Monterrey, Nuevo León. Tras una rueda de prensa íntima y cargada de anécdotas, quedó claro que estar frente a Mikel Erentxun no es cualquier cosa. El exlíder de Duncan Dhu mantiene ese porte sobrio, elegante, casi atemporal, que ha definido su carrera desde los años 80.
Con la misma calma con la que responde preguntas —rechazando modas, defendiendo lo analógico y dejando claro que su música nunca ha seguido corrientes—, el artista reafirma por qué su legado sigue vigente. Su visión es clara: canciones que no pertenecen a una época, sino a la memoria colectiva.
Minutos después, ya sobre el escenario Fusion Telcel, esa teoría cobró vida.
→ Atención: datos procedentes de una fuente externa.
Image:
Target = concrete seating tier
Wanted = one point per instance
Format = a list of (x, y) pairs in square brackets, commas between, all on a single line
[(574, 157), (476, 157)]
A pesar del cansancio acumulado del festival, el público no dudó en recorrer la distancia necesaria para presenciar un show que apeló directamente a la nostalgia. Y valió la pena.
La voz de Erentxun se mantiene firme, intacta, como si el tiempo no hubiera pasado. Tema tras tema, fue construyendo una atmósfera elegante y emotiva, donde cada acorde evocaba décadas de historia del rock en español.
El cierre llegó con “En algún lugar”, himno generacional que, en esta ocasión, se transformó en una versión particularmente emotiva, coreada por un público que confirmó que algunas canciones, simplemente, no envejecen.